The pipelines are attached to the jira ticket: https://issues.apache.org/jira/browse/BEAM-14438 Thanks :-)
For someone finding this issue relevant to them, adding a pipeline option --fasterCopy=true
may help. context: #13240
Thanks! I already tried fasterCopy and the performance improvement was not significant.
Have you looked at a profile to see where the overhead is?
I know that Flink has a highly tuned Kafka connector. And we do expect some overhead since Beam will add a couple layers of virtual method calls. If there are inefficiencies in serialization that will be a serious overhead.
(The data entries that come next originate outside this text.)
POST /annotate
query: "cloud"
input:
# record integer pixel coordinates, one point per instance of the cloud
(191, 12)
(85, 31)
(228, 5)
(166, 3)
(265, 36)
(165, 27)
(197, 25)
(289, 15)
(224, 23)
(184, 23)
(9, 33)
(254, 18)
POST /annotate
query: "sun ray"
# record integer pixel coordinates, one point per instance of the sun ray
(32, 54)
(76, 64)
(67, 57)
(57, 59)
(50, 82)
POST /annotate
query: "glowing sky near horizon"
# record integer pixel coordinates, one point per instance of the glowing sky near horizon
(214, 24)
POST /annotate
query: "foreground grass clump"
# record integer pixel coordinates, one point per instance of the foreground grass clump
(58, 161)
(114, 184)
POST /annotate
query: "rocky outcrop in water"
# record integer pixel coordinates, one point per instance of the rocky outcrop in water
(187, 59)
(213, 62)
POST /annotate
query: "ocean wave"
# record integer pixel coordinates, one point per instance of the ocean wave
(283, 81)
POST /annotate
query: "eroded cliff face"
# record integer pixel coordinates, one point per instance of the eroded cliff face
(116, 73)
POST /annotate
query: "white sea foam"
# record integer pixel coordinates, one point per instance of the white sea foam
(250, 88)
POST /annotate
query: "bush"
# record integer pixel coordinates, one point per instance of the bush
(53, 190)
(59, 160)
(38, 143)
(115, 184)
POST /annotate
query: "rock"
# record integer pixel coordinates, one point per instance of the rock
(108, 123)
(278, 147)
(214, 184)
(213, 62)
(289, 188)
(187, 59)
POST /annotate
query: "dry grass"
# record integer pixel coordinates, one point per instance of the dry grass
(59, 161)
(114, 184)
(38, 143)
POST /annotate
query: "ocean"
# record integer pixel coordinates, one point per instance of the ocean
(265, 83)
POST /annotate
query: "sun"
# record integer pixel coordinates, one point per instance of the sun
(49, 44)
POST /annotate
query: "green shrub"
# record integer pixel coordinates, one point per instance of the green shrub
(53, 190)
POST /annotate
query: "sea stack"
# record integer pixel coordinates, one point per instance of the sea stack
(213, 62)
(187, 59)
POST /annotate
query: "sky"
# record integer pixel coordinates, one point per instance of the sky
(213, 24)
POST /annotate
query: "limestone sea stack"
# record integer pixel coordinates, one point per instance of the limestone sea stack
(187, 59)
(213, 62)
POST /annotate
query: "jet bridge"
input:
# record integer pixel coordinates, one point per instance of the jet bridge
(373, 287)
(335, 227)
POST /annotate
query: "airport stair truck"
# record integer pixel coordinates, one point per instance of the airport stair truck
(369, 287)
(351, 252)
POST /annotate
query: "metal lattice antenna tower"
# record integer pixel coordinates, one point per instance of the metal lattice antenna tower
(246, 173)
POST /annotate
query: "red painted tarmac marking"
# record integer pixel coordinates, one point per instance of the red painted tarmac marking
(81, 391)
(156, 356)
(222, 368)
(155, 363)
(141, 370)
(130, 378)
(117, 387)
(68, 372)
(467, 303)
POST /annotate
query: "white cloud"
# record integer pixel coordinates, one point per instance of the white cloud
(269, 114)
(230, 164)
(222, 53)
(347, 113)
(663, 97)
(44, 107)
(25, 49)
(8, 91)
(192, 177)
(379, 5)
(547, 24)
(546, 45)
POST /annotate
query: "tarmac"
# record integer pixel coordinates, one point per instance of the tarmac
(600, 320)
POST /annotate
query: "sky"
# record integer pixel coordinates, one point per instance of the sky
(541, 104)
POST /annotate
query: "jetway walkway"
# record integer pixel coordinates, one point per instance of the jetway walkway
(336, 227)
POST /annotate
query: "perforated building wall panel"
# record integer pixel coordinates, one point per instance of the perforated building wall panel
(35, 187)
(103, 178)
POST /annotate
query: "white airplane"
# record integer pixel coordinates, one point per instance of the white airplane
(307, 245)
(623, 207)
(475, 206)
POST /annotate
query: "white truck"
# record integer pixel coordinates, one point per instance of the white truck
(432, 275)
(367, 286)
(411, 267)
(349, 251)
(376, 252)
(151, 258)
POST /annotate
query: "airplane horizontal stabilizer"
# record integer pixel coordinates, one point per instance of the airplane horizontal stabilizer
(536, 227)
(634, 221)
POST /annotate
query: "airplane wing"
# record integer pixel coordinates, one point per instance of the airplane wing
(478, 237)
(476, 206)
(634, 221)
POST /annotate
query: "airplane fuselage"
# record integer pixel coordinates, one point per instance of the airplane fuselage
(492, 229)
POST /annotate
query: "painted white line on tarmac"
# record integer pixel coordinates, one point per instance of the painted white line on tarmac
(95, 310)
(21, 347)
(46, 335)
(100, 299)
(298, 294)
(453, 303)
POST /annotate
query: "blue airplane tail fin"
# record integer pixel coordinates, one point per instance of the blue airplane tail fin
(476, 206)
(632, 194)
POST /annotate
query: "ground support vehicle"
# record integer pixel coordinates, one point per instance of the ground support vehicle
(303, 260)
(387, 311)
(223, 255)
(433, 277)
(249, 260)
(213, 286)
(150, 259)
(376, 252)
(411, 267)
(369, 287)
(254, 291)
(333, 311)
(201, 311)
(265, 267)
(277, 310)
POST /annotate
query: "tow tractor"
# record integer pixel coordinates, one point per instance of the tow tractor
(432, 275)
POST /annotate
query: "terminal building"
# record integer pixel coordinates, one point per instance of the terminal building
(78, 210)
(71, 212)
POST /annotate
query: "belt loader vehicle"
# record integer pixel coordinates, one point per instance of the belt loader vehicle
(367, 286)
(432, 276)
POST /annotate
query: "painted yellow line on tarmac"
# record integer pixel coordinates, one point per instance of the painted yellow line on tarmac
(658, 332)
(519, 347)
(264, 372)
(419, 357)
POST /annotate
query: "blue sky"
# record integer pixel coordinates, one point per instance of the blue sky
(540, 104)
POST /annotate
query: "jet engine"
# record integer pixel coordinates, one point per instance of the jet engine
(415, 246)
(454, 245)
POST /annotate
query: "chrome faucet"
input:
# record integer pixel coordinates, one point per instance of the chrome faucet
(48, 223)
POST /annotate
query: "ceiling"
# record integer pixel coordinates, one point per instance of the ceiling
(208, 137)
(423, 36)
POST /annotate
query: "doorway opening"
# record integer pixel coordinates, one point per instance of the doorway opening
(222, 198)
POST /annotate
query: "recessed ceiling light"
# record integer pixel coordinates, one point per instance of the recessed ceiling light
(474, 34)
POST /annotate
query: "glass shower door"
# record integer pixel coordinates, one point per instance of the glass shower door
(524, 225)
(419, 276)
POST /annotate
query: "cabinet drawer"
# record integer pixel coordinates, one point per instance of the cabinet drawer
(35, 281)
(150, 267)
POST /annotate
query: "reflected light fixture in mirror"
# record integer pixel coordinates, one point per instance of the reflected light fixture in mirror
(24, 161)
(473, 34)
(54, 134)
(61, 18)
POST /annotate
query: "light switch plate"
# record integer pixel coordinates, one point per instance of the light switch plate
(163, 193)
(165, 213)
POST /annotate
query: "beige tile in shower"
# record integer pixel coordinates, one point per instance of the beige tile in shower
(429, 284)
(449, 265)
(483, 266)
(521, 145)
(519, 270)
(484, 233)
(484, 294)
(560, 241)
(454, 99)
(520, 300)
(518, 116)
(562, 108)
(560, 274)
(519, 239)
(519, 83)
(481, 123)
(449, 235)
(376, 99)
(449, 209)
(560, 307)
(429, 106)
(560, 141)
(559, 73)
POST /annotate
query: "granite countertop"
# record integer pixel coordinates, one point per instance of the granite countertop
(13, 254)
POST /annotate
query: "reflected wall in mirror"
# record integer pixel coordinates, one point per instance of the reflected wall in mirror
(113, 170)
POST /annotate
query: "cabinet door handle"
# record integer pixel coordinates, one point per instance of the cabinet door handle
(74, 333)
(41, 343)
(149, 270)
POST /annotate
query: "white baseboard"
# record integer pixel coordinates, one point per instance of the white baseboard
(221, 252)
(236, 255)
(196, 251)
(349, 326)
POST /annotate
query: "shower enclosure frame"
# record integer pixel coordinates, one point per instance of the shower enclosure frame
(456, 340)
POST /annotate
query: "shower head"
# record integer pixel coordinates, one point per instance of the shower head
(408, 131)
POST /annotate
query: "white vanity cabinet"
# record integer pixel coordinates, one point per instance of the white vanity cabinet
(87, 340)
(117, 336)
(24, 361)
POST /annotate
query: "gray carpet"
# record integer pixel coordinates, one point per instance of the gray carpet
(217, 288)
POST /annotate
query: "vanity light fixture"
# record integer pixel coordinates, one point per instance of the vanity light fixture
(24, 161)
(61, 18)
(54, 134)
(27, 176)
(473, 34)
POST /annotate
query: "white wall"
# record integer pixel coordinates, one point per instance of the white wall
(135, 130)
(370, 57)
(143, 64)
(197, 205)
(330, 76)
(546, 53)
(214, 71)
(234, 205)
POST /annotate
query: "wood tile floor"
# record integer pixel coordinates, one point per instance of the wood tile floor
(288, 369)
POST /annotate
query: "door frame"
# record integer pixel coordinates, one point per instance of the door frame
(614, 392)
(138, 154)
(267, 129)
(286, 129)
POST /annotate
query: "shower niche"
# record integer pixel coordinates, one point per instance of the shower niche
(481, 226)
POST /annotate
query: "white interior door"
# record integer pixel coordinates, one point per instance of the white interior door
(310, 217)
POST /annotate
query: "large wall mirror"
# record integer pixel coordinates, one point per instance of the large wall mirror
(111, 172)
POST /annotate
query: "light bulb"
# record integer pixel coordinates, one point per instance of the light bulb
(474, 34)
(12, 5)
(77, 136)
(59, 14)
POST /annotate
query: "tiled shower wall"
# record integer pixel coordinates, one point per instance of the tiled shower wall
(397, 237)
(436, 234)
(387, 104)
The other thing I should say is of course in streaming we care primarily about cost and maximum scale so limiting everything to 1 task manager / slot / thread / etc is not necessarily measuring what you care about. It is still useful for finding overhead, for sure.
We had severe performance issues in our pipelines, so we decided to test and compare very simple pipelines in order to try and find the root cause of the problems. Of course, the plan to later on tune the scaling. How can I profile the pipeline and understand where the overhead is?
I tried to compare a very simple beam pipeline with an equivalent flink-native pipeline. Both pipelines read strings from one kafka topic and write them to another topic. I ran each pipeline separately on a single task manager with a single slot and parallelism 1.
Flink native runs 5 times faster than beam: 150,000 strings per second in flink comparing to 30,000 in beam.
When using Avro and schema registry the difference is even more significant - flink native runs 30-80 times faster than beam.
Attached is the java code of both string-to-string pipelines.
Imported from Jira BEAM-14438. Original Jira may contain additional context. Reported by: iafek.